- Court: TRIBUNAL DE GARANTÍAS PENALES CON SEDE EN EL CANTÓN PASTAZA
- Decided: May 21, 2019
- Transcript: https://www.derechosdelanaturaleza.org.ec/wp-content/uploads/2019/07/SENTENCIA-PRIMER-NIVEL.pdf Appeal: https://www.derechosdelanaturaleza.org.ec/wp-content/uploads/2019/07/SENTENCIA-APELACI%C3%93N.pdf

Case history
- Appealed to: SALA MULTICOMPETENTE DE LA CORTE PROVINCIAL DE PASTAZA
- Subsequent action: Upheld July 19, 2019

= Waorani of Pastaza vs. Ecuadorian State =

Waorani of Pastaza vs. Ecuadorian State was a 2019 court case filed against the Ecuadorian State by indigenous communities of the Amazon rainforest regions. The CONCONAWEP (Coordinating Council of the Waorani Nationality of Ecuador-Pastaza) filed a suit in the Pastaza Provincial Court alleging that the Ecuadorian government was selling Waorani indigenous land for oil drilling without proper informed consent or consultation. The judges ruled in favor of the Waorani people, stopping projects on their land and setting precedent for informed consent and indigenous participation.

== Background ==
The Waorani people, an indigenous Ecuadorian tribe who number around 2,000, maintain one of the world’s most biodiverse ecosystems. They were the last indigenous Ecuadorians to be encountered, when missionaries entered their territory in the 1950s. Today they remain on only 10 percent of their ancestral lands in their territory near the Yasuni National Park.

Map of Waorani Territory and Yasuni National Park

Ecuador was the first country to codify the rights of nature within their constitution. Nonetheless, the Ecuadorian government is currently leasing 70 percent of the Ecuadorian Amazon for oil drilling. 16 Waorani communities fall primarily in a stretch of land labeled Block 22, which is rich in cultural history, flora, and fauna but was planned as a lease for further oil drilling.

== Court case ==
In 2018, after learning of plans to lease their land, the Waorani people accused the Ministry of Energy and Non-renewable Natural Resources, the Ministry of Environment, and the Secretary of Hydrocarbons of violating their constitutional right to self-determination, as well as their right to consultation on drilling in their land. The government had attempted to fulfill consultation requirements in 2012 by having Waorani sign attendance slips to short consultation meetings.

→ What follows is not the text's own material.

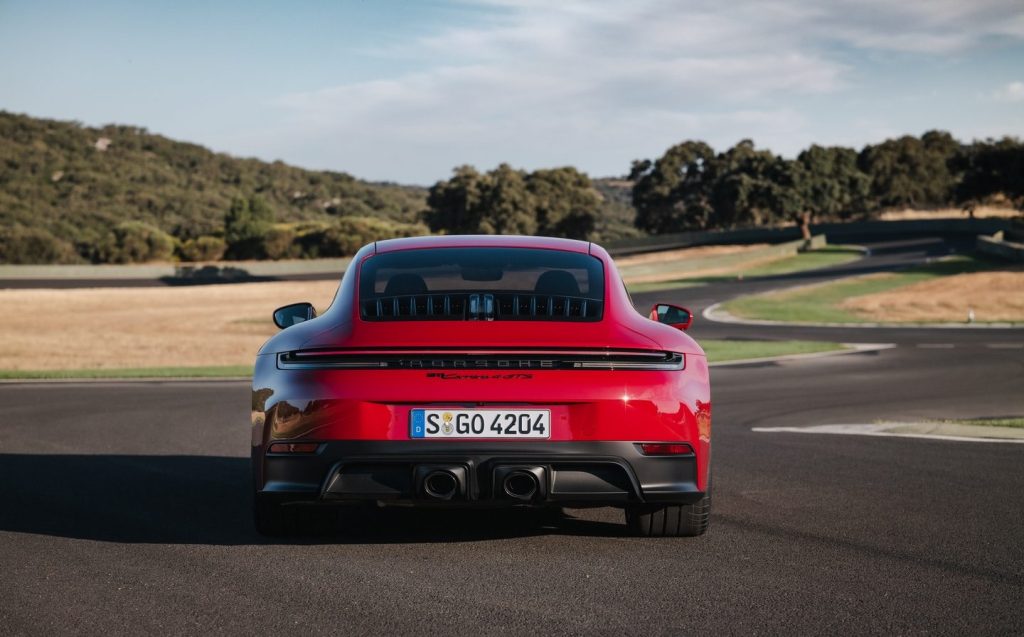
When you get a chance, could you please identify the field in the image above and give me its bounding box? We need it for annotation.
[723,256,1024,323]
[0,281,840,379]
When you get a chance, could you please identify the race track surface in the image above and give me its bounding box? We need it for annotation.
[0,242,1024,635]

In order to strengthen their case, the Waorani people underwent endeavor’s to properly map their territories. Using Digital Democracy software and working with Alianza Ceibo, Waorani leaders and tribe members mapped resources and cultural sites within their territory, alongside native ecosystems. This, along with the inadequate prior consultation became an integral part of their argument. They filed with legal assistance from Amazon Frontlines and the Defensoría del Pueblo. The official plaintiff in the case was Nemonte Nenquimo. The suit was co-filed by CONCAWEP— of which Nenquimo is a member— and the human rights Ombudsman of Ecuador.

The court ruled in favor of the Waorani people, setting a precedent of environmental justice and  protecting around 180,000 hectares of Waorani land from auction and drilling.

== Decision ==
A panel of three judges ruled in favor of the Waorani people on May 21, 2019, immediately stopping the sale of around 500,000 total acres of land to oil companies. They determined that the consultations that took place in 2012 were unlawful. It was later upheld by an appellate court who also ordered that the government officials involved in the illegal prior consultation process be investigated for wrongdoing. This decision also has set a precedent for other indigenous tribes in Ecuador. At the time of the decision, 7 million acres of land on indigenous territory. This case cements the legal right to informed consent and right to self determination, presenting a challenge in those areas as well as future cases to come.